La reunión con el mandatario estadounidense generó todo tipo de críticas contra el futbolista argentino.
Luego de la polémica reunión con Donald Trump en la Casa Blanca, a propósito del campeonato de la MLS obtenido por el Inter Miami el año pasado, las redes sociales explotaron con críticas contra Lionel Messi. Las repercusiones tuvieron lugar en distintas partes del mundo y, en ese contexto, cobró especial relevancia la viralización de una serie de videos donde aparecen niños iraníes quemando camisetas del Barcelona y la Selección de Argentina con el dorsal del astro argentino.
El encuentro entre Leo y Trump fue visto como una afrenta por parte del pueblo iraní en el contexto geopolítico que se vive en Medio Oriente tras los ataques conjuntos de Estados Unidos e Israel contra la nación árabe.
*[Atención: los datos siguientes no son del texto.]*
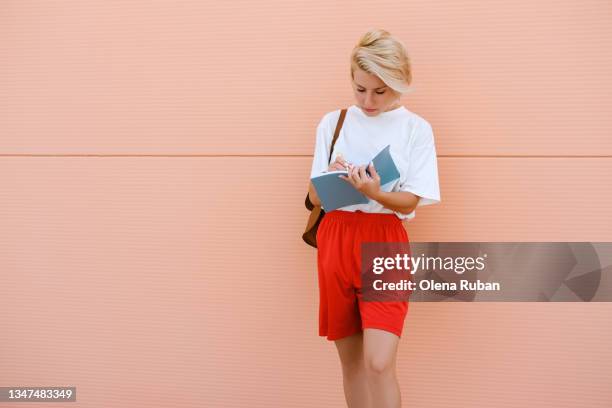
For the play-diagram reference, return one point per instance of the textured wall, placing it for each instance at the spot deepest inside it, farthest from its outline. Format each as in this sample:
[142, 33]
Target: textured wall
[154, 158]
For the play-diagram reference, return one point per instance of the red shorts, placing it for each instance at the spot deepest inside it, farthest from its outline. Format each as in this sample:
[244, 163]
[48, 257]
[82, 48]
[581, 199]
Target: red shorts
[342, 312]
Una de las expresiones más claras de ese descontento fue la reacción de los niños del pueblo de Irán. Reconocidos fanáticos de Messi, como millones de jovencitos en todo el mundo, expresaron la decepción con su ídolo, quemando las camisetas que, hasta ahora, lucían con orgullo.
Ante las críticas, el entrenador del Inter Miami, Javier Mascherano, y compatriota de Messi, intentó calmar la situación al argumentar que el equipo no quiso faltar a la tradición de visitar la Casa Blanca tras el título obtenido, como sucede con todos los equipos campeones de las diferentes ligas en Estados Unidos.
"Vinimos y cumplimos con algo protocolar que es prácticamente una tradición de venir a visitar la Casa Blanca por ser el equipo campeón, es algo que estaba ya concertado hacía mucho tiempo. De hecho justo estaba armado para el partido que jugásemos acá en Washington.
"Estuvimos ahí un par de horas, conociendo por dentro un poco lo que es la Casa Blanca; no mucho, lo que se podía, y el contacto con Trump fue lo que se vio por televisión, no mucho más que eso".